As the first batch cooled and the second batch baked, we ran into one line of instruction that whoever wrote this omitted. When you're shaping your cookies into balls, you need to firmly press the dough instead of lightly rolling it. I was a lot gentler with the cookie dough for batch #2, and they were not nearly as nice-looking as the first ones.


I should note that as charming as I thought these looked (well, the first batch anyway), others were less than impressed.

Looks like someone just crossed himself off the Christmas cookie list.

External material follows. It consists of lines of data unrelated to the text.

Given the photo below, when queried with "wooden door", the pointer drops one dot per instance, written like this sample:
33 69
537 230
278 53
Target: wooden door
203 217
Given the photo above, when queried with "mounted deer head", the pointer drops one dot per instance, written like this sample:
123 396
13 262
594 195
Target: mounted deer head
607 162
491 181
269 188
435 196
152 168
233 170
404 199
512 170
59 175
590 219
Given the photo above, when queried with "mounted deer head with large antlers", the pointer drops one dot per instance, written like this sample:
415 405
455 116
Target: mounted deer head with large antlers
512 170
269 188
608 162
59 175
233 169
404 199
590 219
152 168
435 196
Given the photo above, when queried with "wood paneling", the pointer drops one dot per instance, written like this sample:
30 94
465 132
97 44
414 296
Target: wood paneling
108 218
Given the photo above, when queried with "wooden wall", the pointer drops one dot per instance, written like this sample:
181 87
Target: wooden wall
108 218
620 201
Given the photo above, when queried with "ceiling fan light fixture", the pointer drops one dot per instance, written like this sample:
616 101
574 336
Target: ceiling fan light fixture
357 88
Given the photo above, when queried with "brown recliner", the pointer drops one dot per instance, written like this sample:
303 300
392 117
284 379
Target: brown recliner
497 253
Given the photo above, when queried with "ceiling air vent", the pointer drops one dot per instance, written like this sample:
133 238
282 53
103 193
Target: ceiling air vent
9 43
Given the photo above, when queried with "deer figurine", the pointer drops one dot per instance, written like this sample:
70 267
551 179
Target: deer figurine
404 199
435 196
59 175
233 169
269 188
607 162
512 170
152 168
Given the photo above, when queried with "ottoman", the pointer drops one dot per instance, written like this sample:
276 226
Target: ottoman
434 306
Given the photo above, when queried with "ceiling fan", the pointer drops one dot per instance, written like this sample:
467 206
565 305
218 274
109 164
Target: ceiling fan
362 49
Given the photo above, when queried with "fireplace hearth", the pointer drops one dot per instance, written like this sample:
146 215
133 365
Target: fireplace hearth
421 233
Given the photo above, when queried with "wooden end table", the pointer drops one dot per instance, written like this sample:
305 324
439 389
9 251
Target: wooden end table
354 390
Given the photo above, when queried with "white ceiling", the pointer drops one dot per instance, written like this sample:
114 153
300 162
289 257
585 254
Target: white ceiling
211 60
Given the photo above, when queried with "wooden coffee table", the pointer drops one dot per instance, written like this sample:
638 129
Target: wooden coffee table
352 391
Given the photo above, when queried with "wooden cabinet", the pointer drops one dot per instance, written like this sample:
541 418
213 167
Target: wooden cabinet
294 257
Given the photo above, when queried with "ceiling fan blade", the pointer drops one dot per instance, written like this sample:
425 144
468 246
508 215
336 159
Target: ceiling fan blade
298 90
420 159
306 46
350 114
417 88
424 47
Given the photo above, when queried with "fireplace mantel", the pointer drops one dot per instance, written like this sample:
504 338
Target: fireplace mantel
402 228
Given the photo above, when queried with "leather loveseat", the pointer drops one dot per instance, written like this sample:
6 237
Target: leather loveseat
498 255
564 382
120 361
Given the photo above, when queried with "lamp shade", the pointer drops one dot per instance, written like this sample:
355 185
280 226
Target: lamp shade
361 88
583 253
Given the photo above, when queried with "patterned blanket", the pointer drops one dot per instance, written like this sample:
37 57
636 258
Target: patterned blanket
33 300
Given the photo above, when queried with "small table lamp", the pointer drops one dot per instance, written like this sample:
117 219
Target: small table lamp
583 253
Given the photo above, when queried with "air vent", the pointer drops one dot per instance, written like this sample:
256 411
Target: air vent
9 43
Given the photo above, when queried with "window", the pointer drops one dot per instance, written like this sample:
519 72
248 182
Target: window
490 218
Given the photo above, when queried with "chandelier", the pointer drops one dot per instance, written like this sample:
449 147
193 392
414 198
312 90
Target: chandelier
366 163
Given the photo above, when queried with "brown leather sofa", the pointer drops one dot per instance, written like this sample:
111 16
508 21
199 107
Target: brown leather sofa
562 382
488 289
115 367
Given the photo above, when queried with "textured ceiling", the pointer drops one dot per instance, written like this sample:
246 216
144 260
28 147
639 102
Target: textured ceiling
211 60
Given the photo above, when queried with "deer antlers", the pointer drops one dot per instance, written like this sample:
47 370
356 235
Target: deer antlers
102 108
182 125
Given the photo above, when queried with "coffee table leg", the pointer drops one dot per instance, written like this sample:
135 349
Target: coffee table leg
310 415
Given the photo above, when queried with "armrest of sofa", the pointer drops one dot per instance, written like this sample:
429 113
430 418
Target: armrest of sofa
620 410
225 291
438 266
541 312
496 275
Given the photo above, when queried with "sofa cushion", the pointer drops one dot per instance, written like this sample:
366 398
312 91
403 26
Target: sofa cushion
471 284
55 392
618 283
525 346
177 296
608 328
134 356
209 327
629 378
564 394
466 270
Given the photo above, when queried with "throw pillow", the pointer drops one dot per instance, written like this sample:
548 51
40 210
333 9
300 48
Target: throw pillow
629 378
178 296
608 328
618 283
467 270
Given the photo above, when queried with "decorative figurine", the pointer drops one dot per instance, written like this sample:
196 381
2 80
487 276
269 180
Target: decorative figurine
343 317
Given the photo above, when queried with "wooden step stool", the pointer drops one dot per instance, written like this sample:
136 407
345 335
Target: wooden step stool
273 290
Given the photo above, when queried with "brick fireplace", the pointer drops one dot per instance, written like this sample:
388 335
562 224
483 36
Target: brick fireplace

I have to admit while I was excited to make the gumdrop cookies, I didn't have high hopes for eating them. I was expecting this to be one of those times when the title ingredient ruins the recipe (lest we forget the black pepper cake). However, the gumdrops were really good in these cookies. 

If you ignore the gumdrops, this is a very good oatmeal cookie recipe. However, when I proposed omitting the multicolored candies next time, I was immediately shouted down. "No! You don't get it! You HAVE to add the gumdrops! The recipe won't work without them!"

I realize this is a culturally loaded comparison, but the cookies tasted like a good fruitcake. Or at least, they taste like what I imagine a good fruitcake to be. (I would wager that gumdrops are better than the cheap candied fruit that appears in most grocery stores during fruitcake season.) And the cookies are small enough to be satisfying but not overwhelming.


One person eyed the plate with annoyance that a box of gumdrops got scissored and ruined. He also had a lot of skepticism at the whole premise of the recipe. However, after a bit of badgering, he tried one. Then without realizing it, he ate half a dozen more and did an adorably inept job of pretending he hadn't.

I tried to give some of the gumdrop cookies away. One person was going out visiting the next day, and I told him to take a heavily-loaded bag of cookies with him. However, the next day there were no cookies left for him to take. 

I also promised we would make the cookies again.